铜剑狂狮,应该是树上这个标记所对应的那伙土匪的大头领。

按照书中的简短记述,昔日在山阳郡的时候,谭英手底下那帮人,被统称为狂狮寨,以豪勇嗜血,出手阔绰而广为人知。

苏寒山还从背后的包袱里拿出绿林宝典,翻开到那一页,举到松树旁边对照了一下,果然没错。

土匪普遍是来钱快,去钱也快,山阳郡有些地方的规矩,是土匪也要给钱,才能换来享受。

而在一群土匪里面,都能以出手阔绰而闻名,可以想见,狂狮寨的匪徒都是些什么性子,即使来雪岭郡未久,只怕也已经做下些大手笔了。

苏寒山立刻让身边众人散开,去不同方向找找,周边还有没有这样的标记。

很快,往西北边去的一人,就发现了相似的痕迹。

苏寒山他们沿着这条痕迹找去,察觉这些标记,基本可以连成一线,线的一端是指向石壕县,另一端是指向北面的群山。

“这也太嚣张了。”

李五牛不禁说道,“这是直接把自己的方位标出来了呀。”

李二虎摇头道:“懂暗记的人才能看出个中奥秘,常人就算路过时见了这些痕迹,也分辨不出来。”

“不对,按照宝典的说法,即使是那些顶级大土匪,平常留下暗记,也不会有这么明显的指向性,何况铜剑狂狮,还称不上一郡顶尖的水平。”

苏寒山低头看着藏在树根处的几道划痕,说道,“像这类暗记,应该是特地留下来给人指路的,是近期有什么事要办,事后就会毁掉。”

他正说到这里,耳朵微微一动,做了个手势,让众人散开隐藏,自己则挑了棵周边最高的树,投身树冠之中,眺望远处。

刚捕捉到的那一点动静逐渐清晰,苏寒山看见来者孤身一人,身穿长袍,披一件黑色斗篷。

从衣着风格质地来看,像是家境很好的书生,但他脚上那双靴子,却引起了苏寒山的注意。

那是县衙官吏才会穿的靴子。

在大明世界跟吴宁等人相处的经历,让苏寒山有了会在平时也记住别人衣着风貌细节的习惯。

沧水县的文吏、捕快、官员,相貌不一,身材不同,衣着有差异,唯独靴子,款式基本都是一样的。

据说,一来是因为朝廷有相关规定,二来是因为雪岭郡郡守家,做的就是各种丝绸、刺绣、靴子的生意。

因此雪岭郡内,凡是官衙相关人员穿的靴子,基本都是从郡守家的产业进的货。

苏寒山思绪电转,悄然从树上跳了下来,回到那棵有标记的松树下,抬头摸着松针,选了一根长的拔下来,叼在嘴里,双手环抱于胸,靠在树上,哼着小曲。

那人来到近处,瞧见了他,又看了看那棵树上的标记。

苏寒山斜眼看去,清楚捕捉到他的关注点,不等对方开口试探,抢先道:“说吧,什么生意?”

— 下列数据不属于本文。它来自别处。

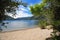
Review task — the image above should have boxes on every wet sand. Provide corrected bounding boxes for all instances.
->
[0,27,53,40]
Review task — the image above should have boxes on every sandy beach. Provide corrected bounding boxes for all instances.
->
[0,27,53,40]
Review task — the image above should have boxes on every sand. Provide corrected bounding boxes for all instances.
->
[0,27,53,40]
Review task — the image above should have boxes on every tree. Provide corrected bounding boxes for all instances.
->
[0,0,27,31]
[0,0,27,20]
[30,0,60,40]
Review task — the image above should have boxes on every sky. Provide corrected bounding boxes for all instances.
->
[9,0,42,18]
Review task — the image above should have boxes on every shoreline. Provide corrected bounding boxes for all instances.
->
[0,27,53,40]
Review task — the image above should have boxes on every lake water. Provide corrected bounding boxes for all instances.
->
[1,20,38,32]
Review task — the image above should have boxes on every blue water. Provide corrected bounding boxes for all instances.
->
[1,20,38,31]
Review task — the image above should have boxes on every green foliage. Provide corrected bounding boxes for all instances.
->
[30,0,60,40]
[0,0,27,20]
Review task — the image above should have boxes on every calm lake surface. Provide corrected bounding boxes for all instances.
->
[1,20,38,32]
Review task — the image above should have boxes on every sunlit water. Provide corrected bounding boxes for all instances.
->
[1,20,38,32]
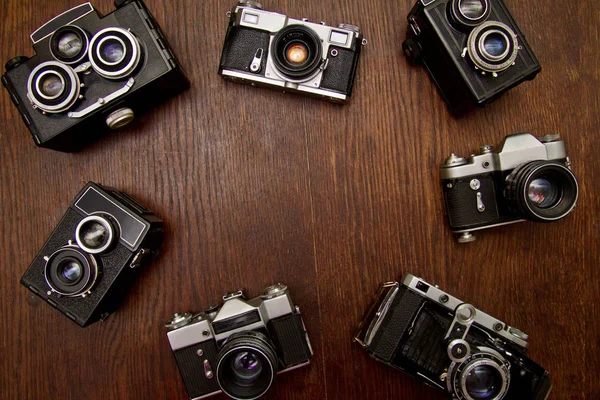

那人本该说出接头暗语,被他一抢话,倒是忘了,笑道:“贵寨主怎么让兄弟在这儿等着,离官道也太近了,还不到二十里呢。”

苏寒山故作不耐:“老子也不耐烦在这儿等呢,你有事儿说事儿。”

他这些话故意仿了李二虎的口音,学得惟妙惟肖,却比李二虎还多三分凶悍。

那人连忙掀开兜帽,露出一张三十多岁的和气面孔,说道:“上回请兄弟们烧了东三街,事情做得确实利落,但影响也不小。”

“咱们欧阳家这阵子正在尽力处置后续,绝不是有心怠慢了贵寨的兄弟们。”

“这不,近日咱们家主见风头略小些,立刻派我来了,又为贵寨的兄弟指明一个大肥羊,这回是商良坊。”

苏寒山一挑眉:“商良坊?你可别想欺我们狂狮寨是外地人,我们的消息也灵通得很,那块骨头可不好啃。”

石壕县来往商队不多,交通不便,并无天梯境界的高手,武馆的数量,却反而比沧水县多,竞争非常激烈。

只是那些武馆馆主的地位,就远不如沧水县的五大馆主了,在石壕县,即使是馆主,也是能被人雇去看家护院的。

苏寒山曾听人提过,商良坊那块地方,因为住着石壕县的前任老县令,有不少商家依附在左近,想必各家多少都请了护院。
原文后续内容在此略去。